Carboneras de Guadazaón is the place of the pantheon church of the
Marquesses of Moya, registered as a National Historical and Artistic
Monument by Royal Decree No. 1126, signed on 6 March 1981 and published
on 15 June 1981 in the Spanish official gazette, No. 142, p. 13,647 (text).
The pantheon church is the only remaining part of a Dominican convent established by the Marquesses of Moya in 1500. Standing out of the village on the road connecting Cuenca to Teruel, the church is a noted example of the Gothic style from the time of the Catholic Monarchs, with a beautiful gate kept as it was. The vault of the transept cross still stands as it was, although in a very bad state of conservation, while the remaining parts of the nave were revamped and stuccoed in the 18th century by Martín de Aldehuela. The monument keeps the tomb of its founders, Andr&ecute;s Cabrera (1430-1511) and Beatriz de Bobadilla (1440-1511), two important members of the court of the Catholic Monarchs, erected Marquesses of Moya on 2 July 1480.
Ivan Sache, 20 June 2019
The flag of Carboneras de Guadazaón is prescribed by an Order issued on
7 June 1993 by the Government of Castilla-La Mancha and published on 11
June 1993 in the official gazette of Castilla-La Mancha, No. 43, pp.
3,143-3,144 (text).
The flag is described as follows:
Flag: Rectangular, in proportions 2:3. Green with the crowned municipal coat of arms.
The Royal Academy of History could accept the proposed flag. The
submitted proposal included only a drawing, no textual description of
the flag. On the drawing, the coat of arms is placed over a cartouche,
inappropriate and no longer used on modern flags.
[Boletín de la Real Academia de la Historia 190:2, 329. 1993]

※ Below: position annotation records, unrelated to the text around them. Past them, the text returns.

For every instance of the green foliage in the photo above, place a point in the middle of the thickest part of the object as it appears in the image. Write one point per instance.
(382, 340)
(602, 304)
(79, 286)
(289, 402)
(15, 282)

The coat of arms of Carboneras de Guadazaón is prescribed by an Order
issued on 5 December 1989 by the Government of Castilla-La Mancha and
published on 26 December 1989 in the official gazette of Castilla-La
Mancha, No. 54, p. 3,734 (text).
The coat of arms is described as follows:
Coat of arms: 1. Gules a monstrance argent radiated or, 2. Azure three mounts sable supported by waves argent and azure. 3. Gules a castle or a ladder dexterwise. The shield surmounted by a Royal crown closed.
The Royal Academy of History accepted the proposed arms. The arms
represent the monstrance of the Holy Hijuela, the toponym ("arboneras,
"charcoal kilns"), and the arms of the Marquesses of Moya.
[Boletín de la Real Academia de la Historia 185:2, 396. 1988]
The first quarter shows the monstrance of the Daroca corporal, a highly
venerated relic offered by Isabel the Catholic to the Marchioness of Moya.
In 1239, the Aragonese towns of Daroca, Teruel and Catalayud allied to
reconquer the Chio castle, located near Luchente, from the Moors. The
chaplain, Father Mateo Martínez, celebrated a mass before the assault,
with a consecrated host for each of the captains, Jiménez Pérez,
Fernando Sánchez, Pedro, Raimundo, Guillermo, and Simone Carroz. A
sudden attack by the Moors prompted the chaplain to postpone the mass
and to hide the hosts, wrapped in the corporal, under a stone. After
having repelled the assaulters, the Christian knights asked the priest
to resume the mass. Mateo picked up the hosts, which were found
blood-stained. The knight interpreted the miracle as God's sign and tied
the corporal to a lance as their standard, which helped them to
reconquer the Chio castle. The six knights, who came from different
regions of Spain, all claimed the miraculous corporal. After a long
discussion, it was decided to place the corporal on the back of a mule
and to assign it to the town where the mule would stop. The mule walked
for 12 days and fell of exhaustion in front of the St. Mark church of
Daroca. A church dedicated to St. Mary was erected to keep the
blood-stained corporal. The Catholic Monarchs ordered a new reliquary to
keep the relic; on 25 November 1595, the Council of Daroca offered the
relic to Isabel the Catholic. The relic was inherited by the Marchioness
of Moya, who transferred its custody to the newly established Dominican
convent of Carboneras de Guadazaón.
Extracted from the reliquary by a Napoleonic soldier, the relic was put
in the monstrance that still keeps it today.